Beginne den Hausbau nicht beim Dach. So oder so ähnlich lautet ein spanisches Sprichwort. Laut giga.de fehlt die deutschlandweite Infrastruktur, um überhaupt ein Netzwerk mit schnelleren Datenübertragungen anbieten zu können. So kündigte Vodafone beispielsweise auf der Cebit 2018 an, bis Ende 2019 700 zusätzliche LTE Stationen, somit erst einmal 4G auszubauen und 55 Milliarden in diesen Ausbau zu investieren. Umgelegt wird letztendlich natürlich auf den Endverbraucher. Also auf mich und mein Privathandy. Immerhin, die Übertragung auf Whatsapp hat ja, zwar etwas spät, aber immerhin, man muss ja positiv denken, geklappt – danke Vodafone!

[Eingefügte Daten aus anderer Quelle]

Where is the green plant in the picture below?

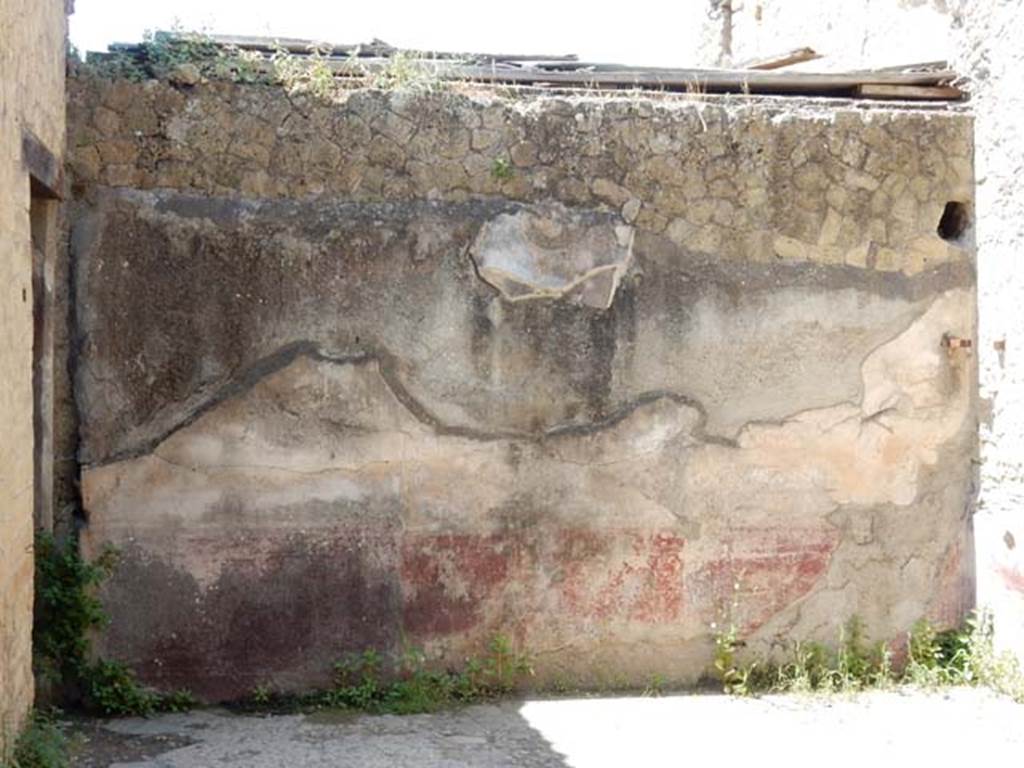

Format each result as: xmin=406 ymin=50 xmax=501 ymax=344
xmin=319 ymin=635 xmax=532 ymax=715
xmin=643 ymin=674 xmax=665 ymax=697
xmin=87 ymin=659 xmax=160 ymax=717
xmin=714 ymin=612 xmax=1024 ymax=702
xmin=490 ymin=158 xmax=514 ymax=181
xmin=270 ymin=45 xmax=335 ymax=99
xmin=370 ymin=51 xmax=443 ymax=91
xmin=0 ymin=710 xmax=69 ymax=768
xmin=715 ymin=624 xmax=752 ymax=696
xmin=33 ymin=531 xmax=196 ymax=715
xmin=249 ymin=683 xmax=273 ymax=707
xmin=32 ymin=530 xmax=117 ymax=683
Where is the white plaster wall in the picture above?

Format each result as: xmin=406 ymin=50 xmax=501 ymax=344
xmin=952 ymin=0 xmax=1024 ymax=654
xmin=723 ymin=0 xmax=1024 ymax=654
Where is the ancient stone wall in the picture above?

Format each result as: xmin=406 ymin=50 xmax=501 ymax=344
xmin=710 ymin=0 xmax=1024 ymax=667
xmin=69 ymin=78 xmax=977 ymax=698
xmin=952 ymin=0 xmax=1024 ymax=658
xmin=0 ymin=0 xmax=65 ymax=759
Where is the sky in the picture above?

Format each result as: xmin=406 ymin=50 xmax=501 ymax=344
xmin=71 ymin=0 xmax=709 ymax=66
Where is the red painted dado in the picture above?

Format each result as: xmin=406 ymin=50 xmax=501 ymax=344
xmin=401 ymin=528 xmax=685 ymax=637
xmin=401 ymin=528 xmax=838 ymax=639
xmin=689 ymin=527 xmax=839 ymax=633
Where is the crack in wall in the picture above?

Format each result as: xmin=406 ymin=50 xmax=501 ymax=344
xmin=84 ymin=340 xmax=736 ymax=469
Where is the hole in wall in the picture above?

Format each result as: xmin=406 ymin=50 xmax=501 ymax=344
xmin=938 ymin=200 xmax=971 ymax=241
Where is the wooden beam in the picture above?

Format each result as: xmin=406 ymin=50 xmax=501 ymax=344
xmin=328 ymin=59 xmax=958 ymax=94
xmin=741 ymin=48 xmax=821 ymax=70
xmin=856 ymin=83 xmax=964 ymax=101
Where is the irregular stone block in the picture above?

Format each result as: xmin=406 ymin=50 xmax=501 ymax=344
xmin=470 ymin=204 xmax=633 ymax=309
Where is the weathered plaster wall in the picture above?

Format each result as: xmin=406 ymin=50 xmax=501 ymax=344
xmin=0 ymin=0 xmax=65 ymax=757
xmin=709 ymin=0 xmax=954 ymax=72
xmin=704 ymin=0 xmax=1024 ymax=654
xmin=953 ymin=0 xmax=1024 ymax=655
xmin=70 ymin=79 xmax=977 ymax=697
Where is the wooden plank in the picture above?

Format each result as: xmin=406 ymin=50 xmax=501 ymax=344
xmin=199 ymin=35 xmax=578 ymax=62
xmin=329 ymin=59 xmax=956 ymax=93
xmin=741 ymin=48 xmax=821 ymax=70
xmin=856 ymin=83 xmax=964 ymax=101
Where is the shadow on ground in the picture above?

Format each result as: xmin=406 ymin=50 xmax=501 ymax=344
xmin=73 ymin=688 xmax=1024 ymax=768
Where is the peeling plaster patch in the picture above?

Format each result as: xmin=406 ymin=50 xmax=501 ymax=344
xmin=470 ymin=203 xmax=633 ymax=309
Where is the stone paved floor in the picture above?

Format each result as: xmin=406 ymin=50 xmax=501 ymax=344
xmin=68 ymin=689 xmax=1024 ymax=768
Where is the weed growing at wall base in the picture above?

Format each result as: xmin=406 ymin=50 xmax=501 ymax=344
xmin=714 ymin=612 xmax=1024 ymax=703
xmin=236 ymin=635 xmax=532 ymax=715
xmin=0 ymin=711 xmax=69 ymax=768
xmin=32 ymin=531 xmax=196 ymax=715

Das Ausland lacht (s. Bild): Nutzer surfen in Albanien laut einer Studie der Grünen doppelt so schnell, in Südkorea lag die durchschnittliche LTE-Downloadgeschwindigkeit pro Haushalt bereits im Jahr 2013 bei 60-70 Mbit. Die Krönung ist, dass selbst der deutsche Bundesminister für Wirtschaft und Energie, Herr Altmeier, laut eigener Aussage schon gar nicht mehr mit ausländischen Ministern auf Autofahrten innerhalb Deutschlands telefoniert. Was sagt das wohl über uns aus?

Wer ist überhaupt zuständig?
Willkommen im Funkloch Deutschland! Aber wer ist jetzt in der Pflicht? Die Politik? Die einzelnen Netzbetreiber? Die Bundesnetzagentur? Die Bahn?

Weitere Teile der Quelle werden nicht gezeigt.